The new study examines nursing home-level data published on the Connecticut Department of Health and Human Services website. At the time it was conducted, Connecticut was one of the few states that made this information publicly available. This information was compared to data from the Center for Medicare and Medicaid Services' Nursing Home Compare website, which tracks quality, staffing and health outcomes for nursing homes nationwide.
What this showed was that long-term care facilities with higher concentrations of disadvantaged residents, including Medicaid residents and racial and ethnic minorities, lower nurse staffing levels (particularly of registered nurses), and lower scores on CMS five-star quality measures had higher rates of confirmed COVID-19 cases and deaths. Higher nurse-staffing ratios in particular were strongly associated with fewer cases and deaths.
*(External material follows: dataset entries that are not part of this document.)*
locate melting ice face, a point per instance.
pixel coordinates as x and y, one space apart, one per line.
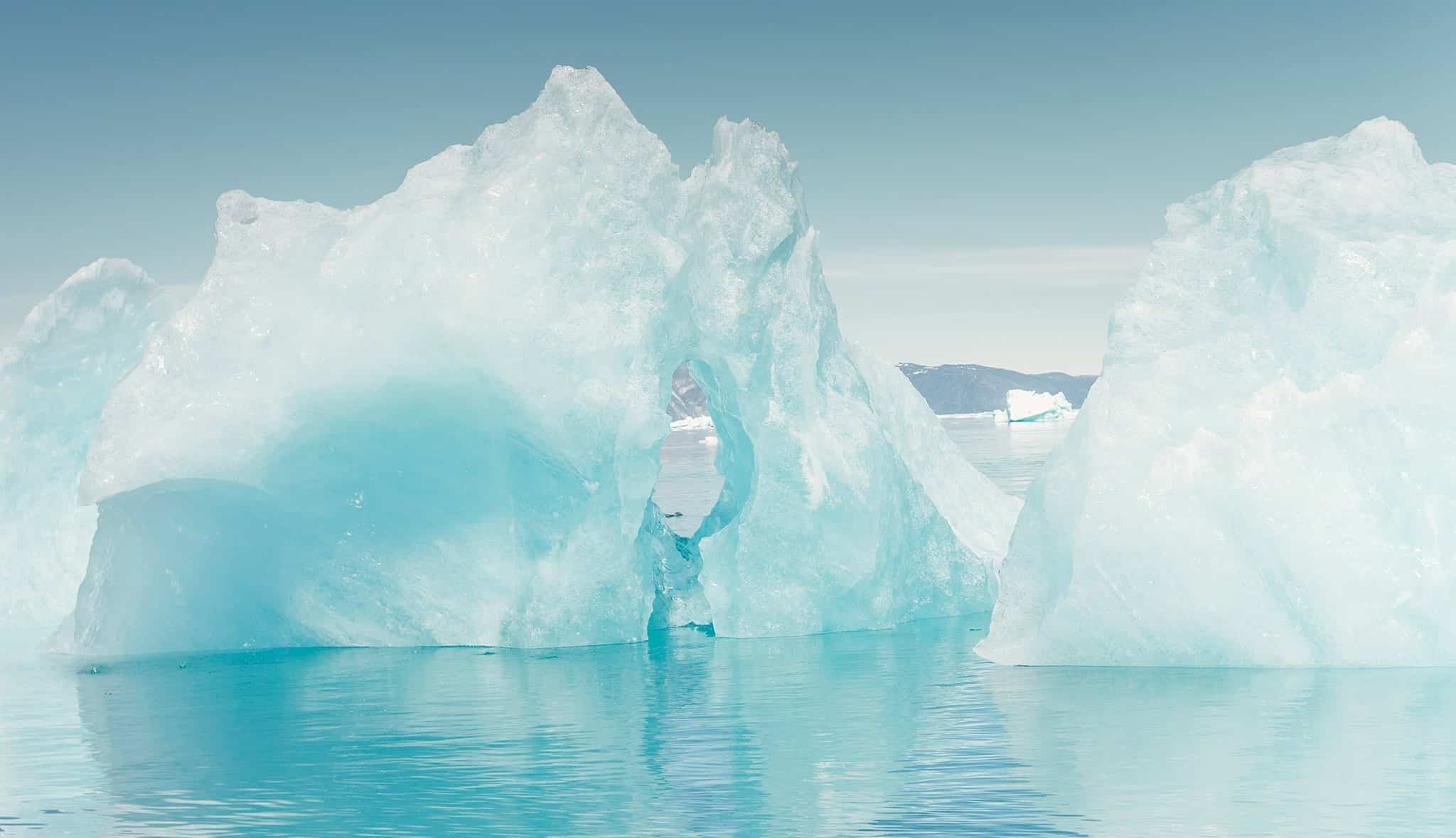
54 379
1264 473
436 418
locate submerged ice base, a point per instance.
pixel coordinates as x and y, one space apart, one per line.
1264 473
436 418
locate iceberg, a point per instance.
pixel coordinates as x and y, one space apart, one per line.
1264 473
1032 407
54 377
436 418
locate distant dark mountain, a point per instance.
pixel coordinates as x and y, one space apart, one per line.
948 389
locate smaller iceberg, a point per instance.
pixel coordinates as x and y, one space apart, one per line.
1032 407
437 418
1265 473
54 377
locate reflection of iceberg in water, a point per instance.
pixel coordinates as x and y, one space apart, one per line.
1236 751
436 418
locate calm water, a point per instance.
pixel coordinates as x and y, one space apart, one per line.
864 734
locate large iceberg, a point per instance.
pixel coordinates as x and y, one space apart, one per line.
1265 473
54 377
436 418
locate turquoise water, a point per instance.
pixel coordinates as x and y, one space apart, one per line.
897 732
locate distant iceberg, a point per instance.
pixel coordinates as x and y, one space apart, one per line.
1032 407
1265 473
436 418
54 377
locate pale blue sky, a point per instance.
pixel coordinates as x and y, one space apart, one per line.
985 176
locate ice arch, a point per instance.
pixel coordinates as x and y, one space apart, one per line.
434 418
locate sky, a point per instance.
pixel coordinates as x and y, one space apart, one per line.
986 176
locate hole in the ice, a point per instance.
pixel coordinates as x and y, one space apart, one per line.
704 482
689 482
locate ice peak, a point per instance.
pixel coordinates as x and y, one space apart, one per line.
580 94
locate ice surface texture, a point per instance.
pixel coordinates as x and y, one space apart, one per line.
358 429
1264 473
1032 407
54 379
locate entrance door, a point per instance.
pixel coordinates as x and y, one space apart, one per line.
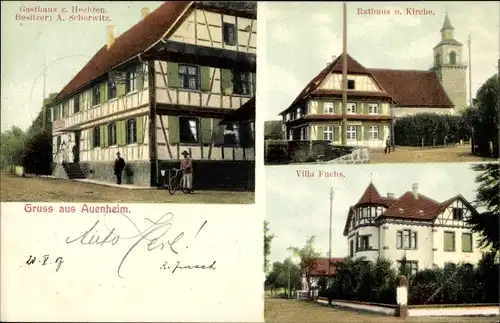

Nursing levels are especially key, since there was a strong link between staffing levels and coronavirus cases, suggesting that such personnel are key to an institution's ability to effectively respond to an outbreak – likely because RNs are a major factor in the assessment and provision of medical care, including the early identification of emergencies and life-threatening situations.
THE LARGER TREND
Similar patterns in nursing homes have since been observed in other states, including California. In April, the federal Centers for Disease Control and Prevention required all nursing homes to submit COVID-19 data. A preliminary analysis of the CDC data showed similar associations between nursing home quality and staffing and coronavirus infection rates and deaths.
The authors suggest that the findings should be used to recalibrate the nation's efforts to control infection rates in nursing homes. Efforts to date have concentrated in facilities located in areas with high infection rates. The authors contend that, going forward, regulators and state nursing home inspectors should also target homes with lower RN staffing levels and quality ratings.